The City of London is the most accessible part of the Capital, served by 15 Tube stations, seven Tube lines, eight mainline stations, multiple bus routes and a fast-evolving bicycle network.

Understandably, with a working population of 513,000 and home to over 8,000 residents, delivering modern transport infrastructure changes to historic Square Mile streets is uniquely challenging.

So it was disappointing to learn during public consultation that our residents, workers and visitors do not feel entirely safe when crossing the road.

That is one reason why the City Corporation’s most senior decision-making body, the Court of Common Council, last week voted to approve bold proposals that form a 25-year draft Transport Strategy, setting the framework for future investment in our streets.
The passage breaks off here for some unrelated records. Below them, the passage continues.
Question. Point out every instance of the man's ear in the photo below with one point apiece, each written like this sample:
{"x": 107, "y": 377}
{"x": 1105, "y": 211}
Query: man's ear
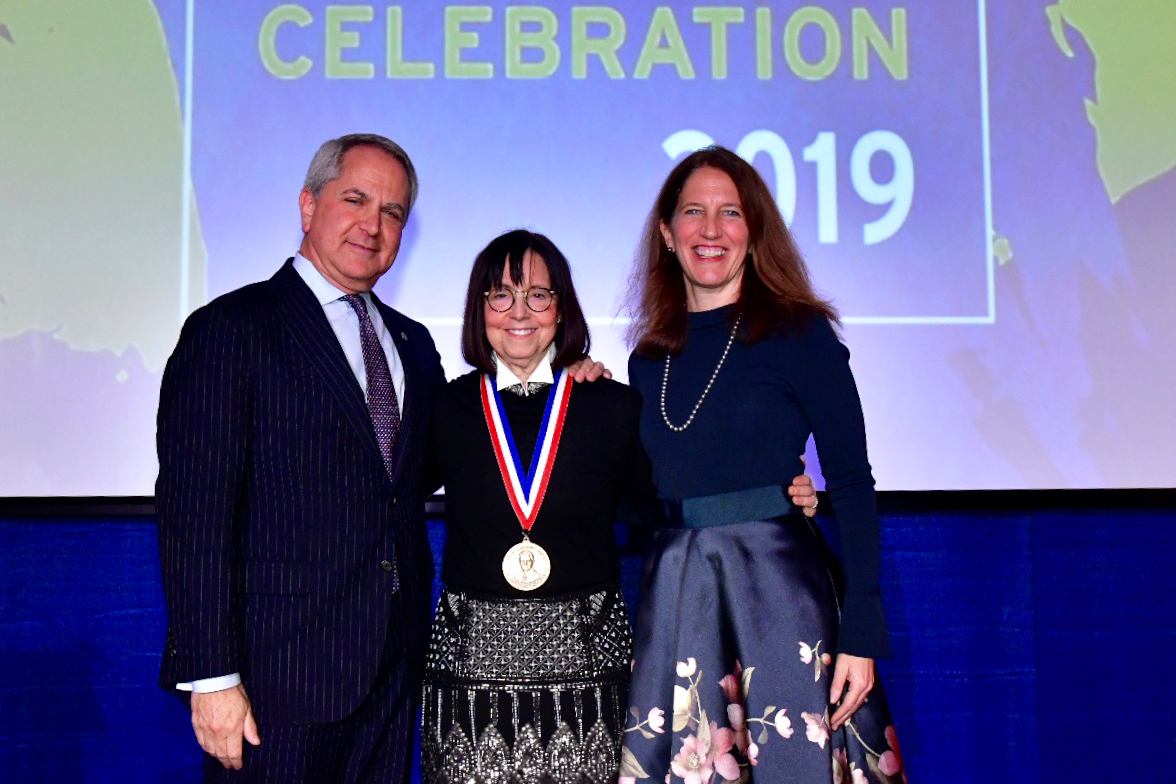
{"x": 306, "y": 202}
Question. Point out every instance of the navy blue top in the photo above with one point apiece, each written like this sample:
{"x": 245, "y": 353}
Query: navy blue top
{"x": 752, "y": 430}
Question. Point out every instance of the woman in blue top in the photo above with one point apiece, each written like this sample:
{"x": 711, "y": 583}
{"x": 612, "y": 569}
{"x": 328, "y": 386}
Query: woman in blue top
{"x": 753, "y": 655}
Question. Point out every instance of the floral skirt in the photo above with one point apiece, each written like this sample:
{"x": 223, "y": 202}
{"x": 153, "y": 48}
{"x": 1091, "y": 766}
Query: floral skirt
{"x": 526, "y": 690}
{"x": 735, "y": 636}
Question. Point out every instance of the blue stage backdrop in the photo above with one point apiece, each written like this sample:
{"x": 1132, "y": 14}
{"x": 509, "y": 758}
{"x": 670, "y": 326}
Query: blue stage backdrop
{"x": 1029, "y": 647}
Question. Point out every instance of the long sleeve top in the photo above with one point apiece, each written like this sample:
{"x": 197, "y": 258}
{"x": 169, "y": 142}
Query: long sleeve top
{"x": 752, "y": 429}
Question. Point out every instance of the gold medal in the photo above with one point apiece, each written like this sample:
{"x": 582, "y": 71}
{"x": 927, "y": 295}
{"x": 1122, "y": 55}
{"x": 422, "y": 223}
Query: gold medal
{"x": 526, "y": 565}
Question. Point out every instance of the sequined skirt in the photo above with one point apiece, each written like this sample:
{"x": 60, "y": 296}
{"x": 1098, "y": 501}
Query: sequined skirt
{"x": 526, "y": 690}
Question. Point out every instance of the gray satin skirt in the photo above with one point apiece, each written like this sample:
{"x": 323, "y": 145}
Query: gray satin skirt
{"x": 736, "y": 634}
{"x": 526, "y": 690}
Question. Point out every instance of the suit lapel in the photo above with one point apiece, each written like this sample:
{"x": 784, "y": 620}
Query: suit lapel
{"x": 413, "y": 409}
{"x": 302, "y": 315}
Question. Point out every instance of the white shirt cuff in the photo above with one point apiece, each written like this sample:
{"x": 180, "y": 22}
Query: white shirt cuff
{"x": 204, "y": 685}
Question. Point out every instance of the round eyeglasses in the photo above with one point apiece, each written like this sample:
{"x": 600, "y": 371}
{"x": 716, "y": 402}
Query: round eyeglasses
{"x": 536, "y": 297}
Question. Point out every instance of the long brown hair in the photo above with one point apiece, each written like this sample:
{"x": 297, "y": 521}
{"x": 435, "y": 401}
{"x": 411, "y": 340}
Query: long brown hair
{"x": 776, "y": 294}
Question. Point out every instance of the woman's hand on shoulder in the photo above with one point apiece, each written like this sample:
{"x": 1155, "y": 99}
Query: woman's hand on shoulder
{"x": 857, "y": 672}
{"x": 802, "y": 493}
{"x": 587, "y": 369}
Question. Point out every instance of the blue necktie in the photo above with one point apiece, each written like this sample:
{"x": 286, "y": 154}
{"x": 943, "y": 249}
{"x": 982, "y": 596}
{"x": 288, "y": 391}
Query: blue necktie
{"x": 382, "y": 403}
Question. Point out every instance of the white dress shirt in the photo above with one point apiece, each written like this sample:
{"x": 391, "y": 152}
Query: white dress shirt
{"x": 346, "y": 325}
{"x": 541, "y": 374}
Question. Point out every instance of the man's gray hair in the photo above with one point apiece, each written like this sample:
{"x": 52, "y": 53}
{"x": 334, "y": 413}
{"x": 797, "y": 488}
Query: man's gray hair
{"x": 328, "y": 162}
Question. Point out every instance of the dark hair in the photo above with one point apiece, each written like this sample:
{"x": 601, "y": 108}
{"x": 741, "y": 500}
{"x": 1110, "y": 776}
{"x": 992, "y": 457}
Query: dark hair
{"x": 572, "y": 339}
{"x": 327, "y": 163}
{"x": 775, "y": 294}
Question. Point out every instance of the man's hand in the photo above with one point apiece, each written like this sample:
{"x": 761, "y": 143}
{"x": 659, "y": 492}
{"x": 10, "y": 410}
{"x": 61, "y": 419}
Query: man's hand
{"x": 220, "y": 719}
{"x": 859, "y": 672}
{"x": 802, "y": 493}
{"x": 586, "y": 369}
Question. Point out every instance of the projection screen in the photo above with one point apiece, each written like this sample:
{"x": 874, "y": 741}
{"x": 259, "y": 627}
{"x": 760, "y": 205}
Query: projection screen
{"x": 986, "y": 191}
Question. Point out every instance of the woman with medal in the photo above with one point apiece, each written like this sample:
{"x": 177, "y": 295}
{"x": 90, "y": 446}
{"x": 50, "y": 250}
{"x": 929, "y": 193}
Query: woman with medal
{"x": 528, "y": 667}
{"x": 749, "y": 644}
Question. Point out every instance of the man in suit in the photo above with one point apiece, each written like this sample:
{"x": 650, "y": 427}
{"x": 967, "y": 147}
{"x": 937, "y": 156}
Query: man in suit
{"x": 292, "y": 427}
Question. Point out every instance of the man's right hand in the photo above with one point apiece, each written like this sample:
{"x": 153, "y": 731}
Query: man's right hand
{"x": 220, "y": 719}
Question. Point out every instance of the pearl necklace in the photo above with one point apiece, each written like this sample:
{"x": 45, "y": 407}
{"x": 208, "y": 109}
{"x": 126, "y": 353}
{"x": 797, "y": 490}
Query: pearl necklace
{"x": 710, "y": 383}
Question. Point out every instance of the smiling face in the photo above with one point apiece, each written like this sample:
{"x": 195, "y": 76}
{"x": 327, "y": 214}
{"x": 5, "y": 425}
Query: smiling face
{"x": 709, "y": 235}
{"x": 353, "y": 227}
{"x": 520, "y": 336}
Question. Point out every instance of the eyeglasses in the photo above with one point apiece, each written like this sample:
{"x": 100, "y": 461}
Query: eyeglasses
{"x": 536, "y": 297}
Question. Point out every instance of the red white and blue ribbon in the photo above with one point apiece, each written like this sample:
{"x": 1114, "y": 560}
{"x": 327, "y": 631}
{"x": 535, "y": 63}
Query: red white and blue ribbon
{"x": 526, "y": 488}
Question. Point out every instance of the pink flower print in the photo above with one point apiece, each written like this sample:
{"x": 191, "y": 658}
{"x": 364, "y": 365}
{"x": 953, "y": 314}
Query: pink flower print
{"x": 890, "y": 762}
{"x": 815, "y": 729}
{"x": 840, "y": 765}
{"x": 721, "y": 742}
{"x": 739, "y": 723}
{"x": 783, "y": 724}
{"x": 693, "y": 761}
{"x": 730, "y": 688}
{"x": 806, "y": 652}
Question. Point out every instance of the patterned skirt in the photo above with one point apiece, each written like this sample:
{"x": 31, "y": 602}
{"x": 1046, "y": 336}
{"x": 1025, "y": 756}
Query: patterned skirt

This means a variety of things. The most drastic change will be that the Square Mile will become the first area in the UK with a 15mph speed limit, subject to government approval.

But in the same vein, projects such as ‘Lunchtime Streets’ will be rolled out across the City. This March we partnered with City businesses as part of the Active Travel Network to trial ‘Lunchtime Streets’.

Taking advantage of planned road works, we transformed St Mary Axe over a lunchtime period with food stalls, bike safety stalls, and pop-up seating for people to enjoy their lunch in a safer and more pleasant environment.

As a cyclist and pedestrian myself, I know how important it is to act with consideration for other road users. We also know, however, that more interventions that favour pedestrians and cyclists are needed.

The number of vehicles using the Square Mile’s streets has halved in the last 20 years, while cycling has increased by almost 300%.

So both simple and radical changes are needed across London, and as people’s travel habits change, how we serve residents, workers and visitors must change too. Such changes will only help to improve air quality, which we know to be a silent killer.

In the last few years we’ve seen air quality improved at Bank Junction, following the implementation of a scheme which transformed the area into a place that people now enjoy spending time.

The regeneration of Aldgate Square played a major role in improving air quality at nearby Sir John Cass’s Foundation Primary School, where last year we revealed air pollution at the school fell below the legal annual limit for the first time since 2003.

And it doesn’t stop there. The Transport Strategy includes proposals for a Zero Emissions Zone, and making the most efficient use of street space by significantly reducing motor traffic, prioritising the needs of people walking, and delivering a world-class public realm.

While I recognise that these are uncertain times, we must continue to invest in improving our physical environment to ensure people can enjoy walking, cycling and travelling in a safer, less congested and healthier London.